When first-line CBT and medication do not adequately control binge eating, the steps are to confirm an adequate, BED-specific course of therapy was delivered, address co-occurring depression, anxiety, or trauma that may be driving the eating, reconsider medication (SSRI, lisdexamfetamine), and ensure restrictive dieting is not perpetuating the cycle. Ketamine is not part of the BED treatment ladder; where a treatment-resistant depression underlies or accompanies the eating disorder, ketamine for that depression may be considered, with specialized eating-disorder care leading.

Where ketamine fits

Ketamine is not an established treatment for binge eating disorder, and the evidence for it in eating disorders is preliminary and an area of caution. The first-line treatments are BED-specific CBT and, as adjuncts, SSRIs or lisdexamfetamine. Ketamine's legitimate relevance is the depression and anxiety that so commonly co-occur with and drive BED: where a treatment-resistant depression accompanies the disorder, ketamine can treat that depression, and reducing the mood load may make the eating-disorder work more achievable. It does not treat the eating disorder itself, and eating disorders require specialized care — Tovani would treat a co-occurring depression in coordination with that care, not offer ketamine as a BED remedy.
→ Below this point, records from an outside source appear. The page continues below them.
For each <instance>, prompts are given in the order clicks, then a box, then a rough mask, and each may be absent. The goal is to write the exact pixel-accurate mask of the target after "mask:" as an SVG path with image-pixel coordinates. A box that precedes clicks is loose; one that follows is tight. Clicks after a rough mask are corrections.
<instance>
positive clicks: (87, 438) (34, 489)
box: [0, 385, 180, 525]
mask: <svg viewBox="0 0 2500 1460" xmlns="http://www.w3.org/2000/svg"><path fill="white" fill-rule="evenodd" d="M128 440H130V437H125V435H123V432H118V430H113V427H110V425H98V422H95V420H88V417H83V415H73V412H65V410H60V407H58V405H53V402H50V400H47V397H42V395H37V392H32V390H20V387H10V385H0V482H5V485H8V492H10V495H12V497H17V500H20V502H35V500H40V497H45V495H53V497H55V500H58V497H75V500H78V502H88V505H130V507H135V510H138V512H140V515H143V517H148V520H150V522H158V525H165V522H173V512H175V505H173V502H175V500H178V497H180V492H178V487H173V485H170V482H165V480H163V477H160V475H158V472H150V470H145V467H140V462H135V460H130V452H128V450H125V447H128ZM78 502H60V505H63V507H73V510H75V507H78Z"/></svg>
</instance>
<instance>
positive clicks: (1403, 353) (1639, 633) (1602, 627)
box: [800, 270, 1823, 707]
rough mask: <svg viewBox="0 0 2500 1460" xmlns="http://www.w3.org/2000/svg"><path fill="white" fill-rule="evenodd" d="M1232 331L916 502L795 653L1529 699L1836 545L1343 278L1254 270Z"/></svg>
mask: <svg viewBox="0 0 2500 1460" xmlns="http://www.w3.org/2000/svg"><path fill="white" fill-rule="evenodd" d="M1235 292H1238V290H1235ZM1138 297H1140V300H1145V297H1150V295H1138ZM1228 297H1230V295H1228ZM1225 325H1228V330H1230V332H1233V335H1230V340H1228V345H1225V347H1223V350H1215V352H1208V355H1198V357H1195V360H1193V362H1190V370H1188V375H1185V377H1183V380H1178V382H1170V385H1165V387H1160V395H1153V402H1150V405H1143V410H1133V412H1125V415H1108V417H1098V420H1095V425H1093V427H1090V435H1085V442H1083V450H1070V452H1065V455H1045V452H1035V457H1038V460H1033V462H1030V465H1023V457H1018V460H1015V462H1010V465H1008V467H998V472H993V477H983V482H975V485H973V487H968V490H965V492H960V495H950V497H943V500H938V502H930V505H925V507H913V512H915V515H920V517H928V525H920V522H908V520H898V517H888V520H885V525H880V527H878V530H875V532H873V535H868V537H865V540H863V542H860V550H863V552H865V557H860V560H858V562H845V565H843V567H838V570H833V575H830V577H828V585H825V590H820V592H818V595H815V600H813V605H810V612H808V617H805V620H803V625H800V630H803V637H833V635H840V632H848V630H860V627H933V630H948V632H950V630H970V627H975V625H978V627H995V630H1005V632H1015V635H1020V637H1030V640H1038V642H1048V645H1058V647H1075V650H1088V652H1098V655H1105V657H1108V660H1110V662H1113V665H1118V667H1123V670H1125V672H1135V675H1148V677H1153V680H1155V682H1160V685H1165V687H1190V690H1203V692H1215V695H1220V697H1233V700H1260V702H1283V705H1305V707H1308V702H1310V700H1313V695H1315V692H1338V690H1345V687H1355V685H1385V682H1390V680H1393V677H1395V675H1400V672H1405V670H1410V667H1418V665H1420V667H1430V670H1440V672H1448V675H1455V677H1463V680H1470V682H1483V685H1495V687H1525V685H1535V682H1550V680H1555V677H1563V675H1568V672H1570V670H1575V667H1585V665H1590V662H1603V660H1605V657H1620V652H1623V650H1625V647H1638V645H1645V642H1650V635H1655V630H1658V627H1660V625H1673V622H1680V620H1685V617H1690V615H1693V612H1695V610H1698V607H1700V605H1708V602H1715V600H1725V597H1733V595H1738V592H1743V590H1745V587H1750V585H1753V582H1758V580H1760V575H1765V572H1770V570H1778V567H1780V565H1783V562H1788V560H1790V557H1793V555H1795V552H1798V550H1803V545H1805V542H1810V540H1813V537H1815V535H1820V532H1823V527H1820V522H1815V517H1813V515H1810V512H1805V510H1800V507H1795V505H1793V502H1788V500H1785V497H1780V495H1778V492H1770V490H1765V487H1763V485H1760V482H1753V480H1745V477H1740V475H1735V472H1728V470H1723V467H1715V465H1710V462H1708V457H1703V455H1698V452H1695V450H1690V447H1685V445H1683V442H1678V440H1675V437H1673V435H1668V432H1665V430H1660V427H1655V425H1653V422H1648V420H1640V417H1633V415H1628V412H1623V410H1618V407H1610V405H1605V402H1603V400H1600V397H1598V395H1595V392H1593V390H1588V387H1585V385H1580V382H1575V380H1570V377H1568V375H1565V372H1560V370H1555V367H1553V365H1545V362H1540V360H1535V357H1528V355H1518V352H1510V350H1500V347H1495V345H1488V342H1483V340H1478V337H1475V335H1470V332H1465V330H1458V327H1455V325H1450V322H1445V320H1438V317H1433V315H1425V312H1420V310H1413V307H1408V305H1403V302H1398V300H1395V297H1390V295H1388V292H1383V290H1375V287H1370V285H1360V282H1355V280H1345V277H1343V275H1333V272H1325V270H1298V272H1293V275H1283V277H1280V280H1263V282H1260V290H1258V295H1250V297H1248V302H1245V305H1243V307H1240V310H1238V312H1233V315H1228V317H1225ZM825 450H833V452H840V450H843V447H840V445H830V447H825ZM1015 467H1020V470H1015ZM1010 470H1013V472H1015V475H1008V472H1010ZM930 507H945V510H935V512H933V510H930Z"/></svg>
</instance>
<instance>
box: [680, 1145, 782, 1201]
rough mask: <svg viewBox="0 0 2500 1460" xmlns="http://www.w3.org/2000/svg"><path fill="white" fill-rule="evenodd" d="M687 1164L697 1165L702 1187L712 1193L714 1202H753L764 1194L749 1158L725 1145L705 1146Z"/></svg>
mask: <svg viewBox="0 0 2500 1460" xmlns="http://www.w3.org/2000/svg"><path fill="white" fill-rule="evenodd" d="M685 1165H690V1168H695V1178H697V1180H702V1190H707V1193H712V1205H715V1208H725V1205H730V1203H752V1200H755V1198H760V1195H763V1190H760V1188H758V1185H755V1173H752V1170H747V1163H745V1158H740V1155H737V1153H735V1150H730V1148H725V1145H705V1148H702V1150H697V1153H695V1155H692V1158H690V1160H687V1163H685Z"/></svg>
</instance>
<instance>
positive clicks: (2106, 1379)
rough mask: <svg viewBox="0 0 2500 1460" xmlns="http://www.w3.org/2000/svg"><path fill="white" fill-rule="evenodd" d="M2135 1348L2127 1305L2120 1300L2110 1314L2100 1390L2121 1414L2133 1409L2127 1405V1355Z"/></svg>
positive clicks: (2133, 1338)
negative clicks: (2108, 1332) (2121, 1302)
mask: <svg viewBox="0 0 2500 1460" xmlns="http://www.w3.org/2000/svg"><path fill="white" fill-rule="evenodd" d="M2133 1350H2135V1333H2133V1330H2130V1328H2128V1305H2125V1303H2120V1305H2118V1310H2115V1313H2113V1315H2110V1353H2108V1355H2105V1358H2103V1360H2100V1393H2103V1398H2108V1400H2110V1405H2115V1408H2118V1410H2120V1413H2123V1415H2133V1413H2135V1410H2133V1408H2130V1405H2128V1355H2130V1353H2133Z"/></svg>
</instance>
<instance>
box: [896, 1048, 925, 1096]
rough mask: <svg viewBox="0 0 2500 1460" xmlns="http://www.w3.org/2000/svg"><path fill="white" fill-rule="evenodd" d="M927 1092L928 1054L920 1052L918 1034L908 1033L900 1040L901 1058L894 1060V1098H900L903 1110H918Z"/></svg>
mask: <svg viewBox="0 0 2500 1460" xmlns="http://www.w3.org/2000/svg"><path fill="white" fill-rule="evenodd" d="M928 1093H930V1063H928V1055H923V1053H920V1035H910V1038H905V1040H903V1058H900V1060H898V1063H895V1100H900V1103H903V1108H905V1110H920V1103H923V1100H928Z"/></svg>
Where this fits with Tovani

Tovani treats the depression or anxiety that frequently co-occurs with binge eating disorder — not the eating disorder itself, which calls for specialized, BED-specific psychotherapy. Eligibility screening captures eating-disorder history and comorbid mood symptoms, and patients are encouraged to engage eating-disorder treatment. Where a treatment-resistant depression accompanies BED, ketamine for the depression is considered in coordination with eating-disorder care.

Frequently asked

Is binge eating a real disorder or just overeating?

It's a real, diagnosable medical condition — the most common eating disorder. It's defined by recurrent episodes of eating with a genuine sense of loss of control and marked distress, not occasional overindulgence, and it isn't about willpower. It's treatable.

How is BED different from bulimia?

Both involve binge eating with loss of control, but bulimia includes regular compensatory behaviors (vomiting, laxatives, excessive exercise) and BED does not. BED also occurs across all body sizes.

What actually helps binge eating?

CBT tailored to binge eating has the strongest evidence; IPT and DBT-based approaches also help. Medications (SSRIs, or lisdexamfetamine, which is FDA-approved for BED) are useful adjuncts. Treating co-occurring depression or anxiety matters, and rigid dieting tends to make it worse.

Can ketamine help binge eating?

It's not an established BED treatment, and eating-disorder evidence for ketamine is preliminary. Its role is the depression or anxiety that commonly drives BED — treating a co-occurring treatment-resistant depression may make the eating-disorder work more reachable, alongside specialized care.

References

  1. Nybo PF et al. 2026, Diabetic Medicine Review of interventions for binge eating disorder in adults, covering psychological and pharmacological treatment. (PMID 42036870)
  2. Murrough JW et al. 2013, American Journal of Psychiatry Ketamine RCT in treatment-resistant depression, the comorbidity most relevant to binge eating disorder. (PMID 23982301)

Last reviewed by Dr. Ben Soffer, DO on May 31, 2026. This page is educational and not a substitute for clinical evaluation. A physician determines whether ketamine therapy is appropriate for your specific situation.